Este lunes, la Clínica Veterinaria San Jorge de Sant Jordi se encontró con una visita poco habitual. Un halcón, que tiene la misión de mantener el aeropuerto libre de aves que puedan poner en riesgo los vuelos, llegó herido tras un enfrentamiento con un perro. «El pobre animal fue atacado mientras hacía su trabajo», nos cuenta Fernando Ribas, veterinario del centro.
Lo cierto es que este halcón no solo patrulla el área del aeropuerto; a veces se aventura más allá de la verja. Desgraciadamente, esta vez terminó con una falange desgarrada. «Es una especie protegida», explica Ribas, y añade que tras estabilizarlo, era imprescindible llevarlo a un especialista para poder ayudarle adecuadamente.
La intervención necesaria para su bienestar
A medida que Fernando nos relata la historia, entendemos lo delicada que fue la situación. «Al vivir en cautividad y no necesitar su falange para sobrevivir, decidimos amputarla». La clínica compartió en sus redes sociales imágenes del halcón después del tratamiento y de la parte amputada. Es realmente impresionante ver cómo queda una pata tras una intervención así.
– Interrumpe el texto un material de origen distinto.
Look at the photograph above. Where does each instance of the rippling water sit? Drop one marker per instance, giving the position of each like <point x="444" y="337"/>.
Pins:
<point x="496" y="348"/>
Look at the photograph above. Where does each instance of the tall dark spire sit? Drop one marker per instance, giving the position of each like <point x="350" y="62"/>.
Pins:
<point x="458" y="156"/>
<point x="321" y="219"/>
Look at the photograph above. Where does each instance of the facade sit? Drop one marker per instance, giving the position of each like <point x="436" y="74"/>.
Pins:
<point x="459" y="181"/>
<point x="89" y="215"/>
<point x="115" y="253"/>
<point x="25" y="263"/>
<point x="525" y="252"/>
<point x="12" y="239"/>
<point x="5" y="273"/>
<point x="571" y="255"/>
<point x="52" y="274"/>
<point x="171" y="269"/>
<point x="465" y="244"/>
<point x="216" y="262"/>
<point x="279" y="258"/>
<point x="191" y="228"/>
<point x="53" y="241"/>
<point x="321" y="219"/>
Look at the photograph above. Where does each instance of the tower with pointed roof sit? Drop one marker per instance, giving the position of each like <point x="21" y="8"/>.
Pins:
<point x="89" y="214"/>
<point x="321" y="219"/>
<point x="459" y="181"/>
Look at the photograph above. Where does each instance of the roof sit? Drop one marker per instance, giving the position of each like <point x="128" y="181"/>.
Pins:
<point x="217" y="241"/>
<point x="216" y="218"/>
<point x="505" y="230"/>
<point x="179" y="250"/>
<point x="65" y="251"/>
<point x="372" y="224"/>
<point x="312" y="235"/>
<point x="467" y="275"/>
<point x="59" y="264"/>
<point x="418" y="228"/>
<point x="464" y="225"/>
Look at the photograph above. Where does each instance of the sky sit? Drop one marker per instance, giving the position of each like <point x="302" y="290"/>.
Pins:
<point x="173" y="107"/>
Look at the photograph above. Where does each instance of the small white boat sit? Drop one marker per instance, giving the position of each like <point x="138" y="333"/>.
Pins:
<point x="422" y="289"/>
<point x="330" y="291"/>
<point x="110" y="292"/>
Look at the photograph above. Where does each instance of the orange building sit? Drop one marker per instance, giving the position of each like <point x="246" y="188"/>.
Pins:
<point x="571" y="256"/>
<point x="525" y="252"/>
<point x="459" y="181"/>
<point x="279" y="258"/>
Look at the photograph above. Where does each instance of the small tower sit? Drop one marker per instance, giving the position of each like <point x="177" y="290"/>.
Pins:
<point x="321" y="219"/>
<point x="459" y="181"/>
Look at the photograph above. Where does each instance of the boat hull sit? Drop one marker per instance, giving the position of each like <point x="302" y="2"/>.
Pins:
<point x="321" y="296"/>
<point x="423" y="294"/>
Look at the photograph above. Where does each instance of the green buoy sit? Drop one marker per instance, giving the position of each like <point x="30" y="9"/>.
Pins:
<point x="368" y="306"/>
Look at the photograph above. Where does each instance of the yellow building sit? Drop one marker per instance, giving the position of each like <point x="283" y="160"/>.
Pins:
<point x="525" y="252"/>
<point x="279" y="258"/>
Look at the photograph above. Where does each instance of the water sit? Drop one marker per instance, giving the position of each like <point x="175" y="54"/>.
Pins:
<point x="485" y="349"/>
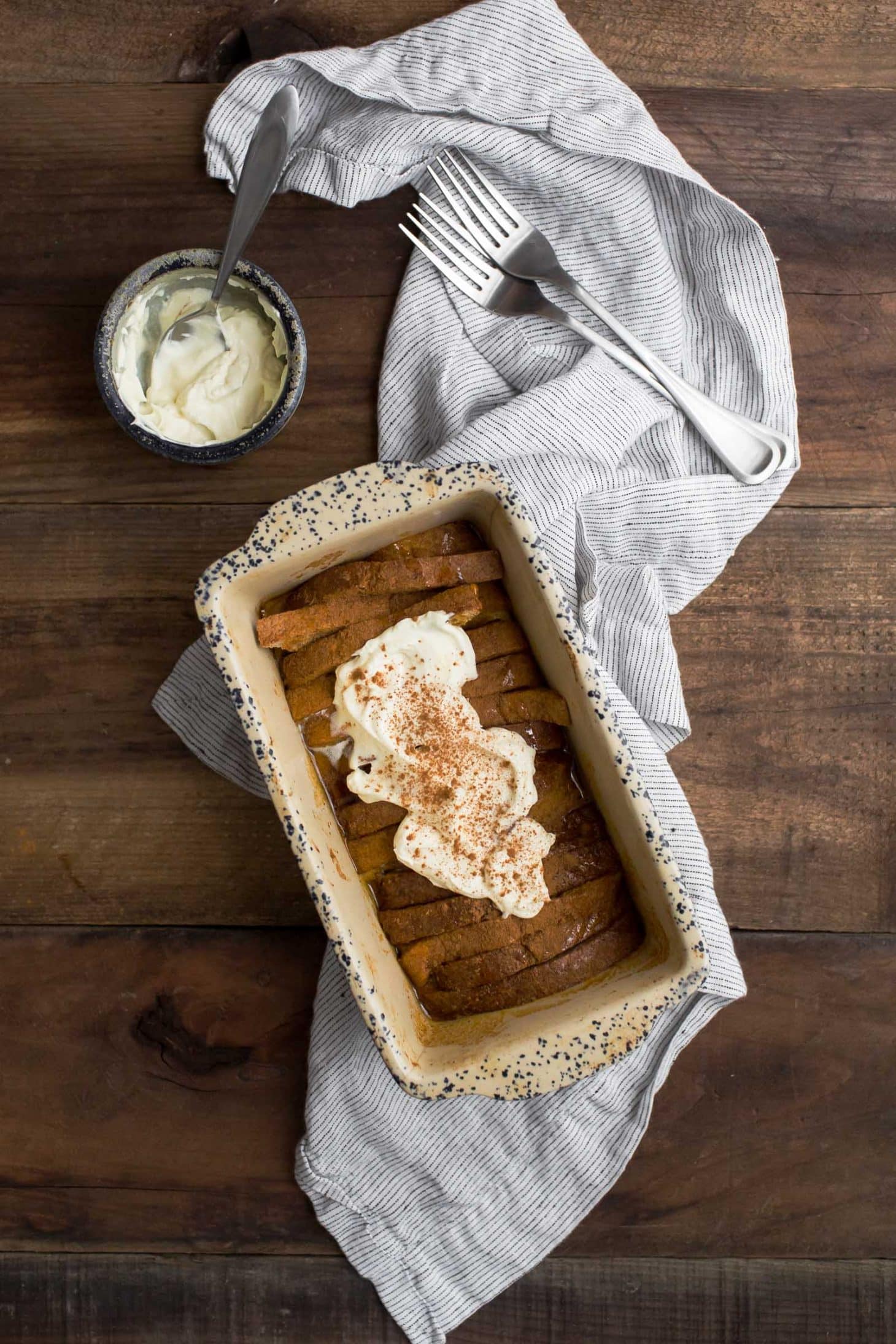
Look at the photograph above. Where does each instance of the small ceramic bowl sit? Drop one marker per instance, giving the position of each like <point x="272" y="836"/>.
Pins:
<point x="203" y="455"/>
«Si no hubiésemos procedido a la amputación, ese halcón podría haber tenido problemas serios durante toda su vida», reflexiona Fernando al finalizar nuestra conversación. Sin duda, detrás de este hecho hay mucho más que un simple accidente; es un recordatorio sobre la importancia de cuidar nuestra fauna y entender sus roles dentro del ecosistema.